Karena itu, jangankan menaikkan gaji, menanggung tambahan biaya operasional dan biaya modal saja tidak mampu. Nah, pemerintah harus mengantisipasi kondisi ribuan perusahaan berskala menengah dan kecil (UMKM) yang terancam aktivitasnya setelah kenaikan harga BBM, sangat berpotensi menjadi kenyataan di kemudian hari.

Kita juga mengkhawatirkan kenaikan harga semakin tinggi, mengingat sebentar lagi memasuki bulan Ramadan. Biasanya pada saat puasa belanja atau konsumsi masyarakat justru meningkat. Bila semua harga-harga meningkat, masyarakat yang berpenghasilan tetap harus berpikir keras agar belanja cukup sebulan. Lonjakan kebutuhan inilah yang juga harus diantisipasi pemerintah dengan pasokan yang cukup, supaya harga tidak naik terlalu tinggi. Saatnya perlu tim khusus untuk memantau situasi pasar dengan serius.

Di kalangan masyarakat miskin, bantuan langsung sementara masyarakat (BLSM) perlu diawasi benar agar merata dan tepat sasaran. Pelaksanaan di lapangan terindikasi adanya kekisruhan dengan masih banyak warga yang merasa miskin tetapi belum terdaftar.
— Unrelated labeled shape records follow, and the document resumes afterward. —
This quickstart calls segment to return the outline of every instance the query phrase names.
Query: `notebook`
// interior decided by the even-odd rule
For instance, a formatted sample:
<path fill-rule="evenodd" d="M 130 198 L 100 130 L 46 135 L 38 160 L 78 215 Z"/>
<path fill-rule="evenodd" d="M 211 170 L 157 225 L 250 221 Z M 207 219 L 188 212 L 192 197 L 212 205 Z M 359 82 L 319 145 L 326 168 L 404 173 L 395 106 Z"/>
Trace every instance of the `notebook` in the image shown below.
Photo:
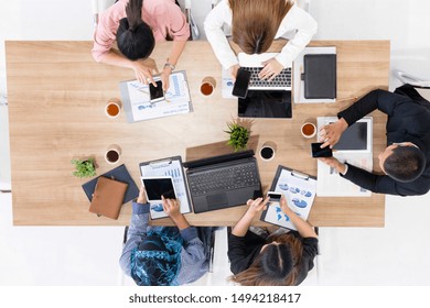
<path fill-rule="evenodd" d="M 304 98 L 336 98 L 336 55 L 308 54 L 303 57 Z"/>
<path fill-rule="evenodd" d="M 286 67 L 272 80 L 261 80 L 258 74 L 262 69 L 262 62 L 273 58 L 278 53 L 262 53 L 248 55 L 238 53 L 237 57 L 241 68 L 252 73 L 249 80 L 249 90 L 291 90 L 291 67 Z"/>
<path fill-rule="evenodd" d="M 254 151 L 243 151 L 184 163 L 194 212 L 245 205 L 261 197 Z"/>
<path fill-rule="evenodd" d="M 118 219 L 128 184 L 104 176 L 97 178 L 89 211 L 98 216 Z"/>
<path fill-rule="evenodd" d="M 101 176 L 128 184 L 126 195 L 123 196 L 122 199 L 122 204 L 127 204 L 128 201 L 131 201 L 132 199 L 139 196 L 139 188 L 136 185 L 135 180 L 131 178 L 130 174 L 128 173 L 125 164 L 103 174 Z M 89 201 L 92 201 L 93 199 L 93 193 L 96 188 L 97 179 L 98 177 L 93 178 L 92 180 L 85 183 L 82 186 Z"/>

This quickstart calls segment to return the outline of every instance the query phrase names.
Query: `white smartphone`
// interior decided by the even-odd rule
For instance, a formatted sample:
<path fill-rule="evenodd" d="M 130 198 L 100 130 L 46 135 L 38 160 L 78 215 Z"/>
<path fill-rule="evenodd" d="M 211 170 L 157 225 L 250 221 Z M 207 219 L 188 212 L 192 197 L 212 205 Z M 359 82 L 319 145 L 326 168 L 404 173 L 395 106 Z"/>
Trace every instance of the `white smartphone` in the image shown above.
<path fill-rule="evenodd" d="M 171 176 L 141 177 L 148 202 L 161 202 L 161 196 L 166 199 L 176 199 L 176 191 Z"/>
<path fill-rule="evenodd" d="M 280 202 L 282 194 L 277 191 L 268 191 L 267 196 L 269 197 L 269 202 Z"/>

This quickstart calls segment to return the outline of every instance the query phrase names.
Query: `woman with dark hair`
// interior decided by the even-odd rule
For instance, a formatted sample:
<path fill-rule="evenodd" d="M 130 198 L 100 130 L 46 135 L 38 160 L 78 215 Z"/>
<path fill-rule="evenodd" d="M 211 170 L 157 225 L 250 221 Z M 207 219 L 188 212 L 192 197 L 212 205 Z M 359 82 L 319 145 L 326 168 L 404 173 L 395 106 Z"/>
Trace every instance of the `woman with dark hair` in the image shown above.
<path fill-rule="evenodd" d="M 173 40 L 161 73 L 163 89 L 190 36 L 185 15 L 174 0 L 119 0 L 101 15 L 94 34 L 93 57 L 96 62 L 133 69 L 142 82 L 155 82 L 152 68 L 143 64 L 155 42 Z M 119 52 L 112 50 L 115 41 Z"/>
<path fill-rule="evenodd" d="M 230 279 L 243 286 L 299 285 L 313 268 L 318 235 L 309 222 L 288 207 L 283 196 L 281 209 L 298 231 L 279 229 L 267 238 L 249 231 L 252 219 L 261 213 L 268 200 L 248 200 L 248 210 L 228 234 L 228 257 L 234 274 Z"/>
<path fill-rule="evenodd" d="M 197 280 L 209 268 L 211 227 L 191 227 L 180 204 L 163 198 L 163 210 L 176 227 L 149 226 L 144 188 L 132 202 L 132 216 L 119 264 L 139 286 L 174 286 Z"/>
<path fill-rule="evenodd" d="M 264 63 L 261 79 L 277 76 L 303 51 L 316 33 L 316 22 L 293 0 L 222 0 L 206 16 L 207 41 L 219 63 L 235 79 L 239 64 L 222 30 L 232 26 L 232 40 L 247 54 L 267 52 L 275 38 L 288 38 L 282 51 Z"/>

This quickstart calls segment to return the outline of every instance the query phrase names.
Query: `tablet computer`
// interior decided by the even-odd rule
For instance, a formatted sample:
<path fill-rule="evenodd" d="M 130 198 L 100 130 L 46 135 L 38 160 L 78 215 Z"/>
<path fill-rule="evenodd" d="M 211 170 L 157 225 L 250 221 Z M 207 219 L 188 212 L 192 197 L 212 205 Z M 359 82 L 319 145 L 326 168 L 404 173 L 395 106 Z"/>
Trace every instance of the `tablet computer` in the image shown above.
<path fill-rule="evenodd" d="M 176 199 L 176 191 L 171 176 L 141 177 L 148 202 L 161 202 L 161 196 Z"/>

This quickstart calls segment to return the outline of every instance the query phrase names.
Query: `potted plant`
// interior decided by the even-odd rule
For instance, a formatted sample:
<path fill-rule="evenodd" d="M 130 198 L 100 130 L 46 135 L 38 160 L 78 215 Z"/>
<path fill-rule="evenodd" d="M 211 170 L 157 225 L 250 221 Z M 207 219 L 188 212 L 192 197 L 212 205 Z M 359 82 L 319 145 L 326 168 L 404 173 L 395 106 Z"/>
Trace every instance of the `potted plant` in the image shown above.
<path fill-rule="evenodd" d="M 77 160 L 74 158 L 71 163 L 76 170 L 73 173 L 76 177 L 92 177 L 96 175 L 96 162 L 94 158 Z"/>
<path fill-rule="evenodd" d="M 227 124 L 228 131 L 225 131 L 230 135 L 227 144 L 233 147 L 234 152 L 246 150 L 246 145 L 249 140 L 250 130 L 240 125 L 237 122 Z"/>

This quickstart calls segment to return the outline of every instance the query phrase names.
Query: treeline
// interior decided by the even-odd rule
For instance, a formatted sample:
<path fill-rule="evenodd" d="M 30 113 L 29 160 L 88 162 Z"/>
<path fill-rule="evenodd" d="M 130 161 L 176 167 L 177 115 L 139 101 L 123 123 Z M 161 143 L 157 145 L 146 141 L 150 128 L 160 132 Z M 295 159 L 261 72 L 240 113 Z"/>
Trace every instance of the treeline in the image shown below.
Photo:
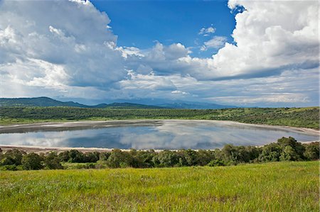
<path fill-rule="evenodd" d="M 105 152 L 83 153 L 76 150 L 57 154 L 26 154 L 18 150 L 0 150 L 0 169 L 30 170 L 73 168 L 151 168 L 190 166 L 228 166 L 242 163 L 277 161 L 302 161 L 319 159 L 319 143 L 302 144 L 292 137 L 263 147 L 226 145 L 214 150 L 181 150 L 176 151 L 113 150 Z"/>
<path fill-rule="evenodd" d="M 204 119 L 319 128 L 319 108 L 120 109 L 76 107 L 0 107 L 0 123 L 59 120 Z"/>

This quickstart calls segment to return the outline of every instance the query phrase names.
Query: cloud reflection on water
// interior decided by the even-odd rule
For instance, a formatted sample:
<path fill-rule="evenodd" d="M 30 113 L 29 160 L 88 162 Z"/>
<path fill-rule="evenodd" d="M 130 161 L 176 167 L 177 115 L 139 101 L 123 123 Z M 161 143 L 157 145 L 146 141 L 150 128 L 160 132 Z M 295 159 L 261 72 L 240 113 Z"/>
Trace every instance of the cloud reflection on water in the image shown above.
<path fill-rule="evenodd" d="M 298 141 L 316 135 L 289 130 L 210 121 L 161 121 L 161 125 L 0 134 L 0 144 L 43 147 L 135 149 L 214 149 L 227 143 L 261 145 L 282 136 Z"/>

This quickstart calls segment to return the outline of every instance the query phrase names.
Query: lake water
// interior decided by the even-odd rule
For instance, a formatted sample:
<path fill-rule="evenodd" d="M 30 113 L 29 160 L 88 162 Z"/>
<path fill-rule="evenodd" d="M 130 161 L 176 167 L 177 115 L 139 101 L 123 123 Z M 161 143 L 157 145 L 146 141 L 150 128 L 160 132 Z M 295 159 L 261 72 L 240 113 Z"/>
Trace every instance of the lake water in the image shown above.
<path fill-rule="evenodd" d="M 231 143 L 262 145 L 283 136 L 298 141 L 319 140 L 315 134 L 278 127 L 229 122 L 160 121 L 141 124 L 95 125 L 0 133 L 0 145 L 123 149 L 214 149 Z M 28 131 L 28 132 L 27 132 Z M 30 132 L 31 131 L 31 132 Z"/>

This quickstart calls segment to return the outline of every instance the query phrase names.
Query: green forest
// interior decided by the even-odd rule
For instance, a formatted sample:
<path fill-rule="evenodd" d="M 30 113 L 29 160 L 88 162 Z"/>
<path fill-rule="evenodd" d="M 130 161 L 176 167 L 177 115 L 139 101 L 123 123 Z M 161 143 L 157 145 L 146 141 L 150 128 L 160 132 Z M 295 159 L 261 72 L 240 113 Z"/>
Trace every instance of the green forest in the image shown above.
<path fill-rule="evenodd" d="M 225 109 L 129 109 L 77 107 L 1 107 L 0 124 L 47 121 L 124 119 L 201 119 L 234 121 L 319 128 L 319 107 Z"/>
<path fill-rule="evenodd" d="M 121 151 L 83 153 L 76 150 L 57 154 L 27 154 L 18 150 L 0 151 L 0 169 L 55 169 L 81 168 L 152 168 L 192 166 L 228 166 L 243 163 L 315 160 L 319 142 L 302 144 L 292 137 L 263 147 L 226 145 L 223 149 Z M 1 149 L 0 149 L 1 150 Z"/>

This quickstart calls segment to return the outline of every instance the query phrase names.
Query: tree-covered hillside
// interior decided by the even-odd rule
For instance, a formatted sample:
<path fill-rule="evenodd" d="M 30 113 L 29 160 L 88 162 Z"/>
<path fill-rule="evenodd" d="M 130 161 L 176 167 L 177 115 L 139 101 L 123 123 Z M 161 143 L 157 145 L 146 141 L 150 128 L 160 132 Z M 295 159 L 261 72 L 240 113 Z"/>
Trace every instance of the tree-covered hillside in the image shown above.
<path fill-rule="evenodd" d="M 235 121 L 319 128 L 319 108 L 228 109 L 82 108 L 75 107 L 1 107 L 0 123 L 77 120 L 202 119 Z"/>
Yang lebih penting adalah kesadaran pemerintah bahwa besarnya BLSM sebenarnya tak sepadan dengan beban yang ditanggung masyarakat akibat kenaikan harga barang.

Bersamaan dengan berbagai program yang menstimulasi masyarakat miskin meliputi beras untuk masyarakat miskin (raskin), program keluarga harapan (PKH), infrastruktur desa dan padat karya, pemerintah perlu memberi prioritas kompensasi yang lebih permanen. Perlu dibuka lapangan kerja yang lebih luas dengan aneka program dan proyek, terutama padat karya. Penyerapan tenaga kerja ini lebih memberi kepastian penghasilan bagi masyarakat untuk menghadapi berbagai kenaikan harga, dan meminimalisasi pengangguran.

Akhirnya di tengah beban berat yang kini ditanggung oleh masyarakat, aparat pemerintah dan para politisi hendaknya dapat menjaga kepercayaan rakyat terhadap kebijakan yang sudah diputuskan. Bagaimana masyarakat mau berkorban jika para anggota DPR tidak amanah? Apakah masyarakat masih terus menerima beban APBN sebagai alasan, apabila anggaran negara masih terus menerus dikorupsi?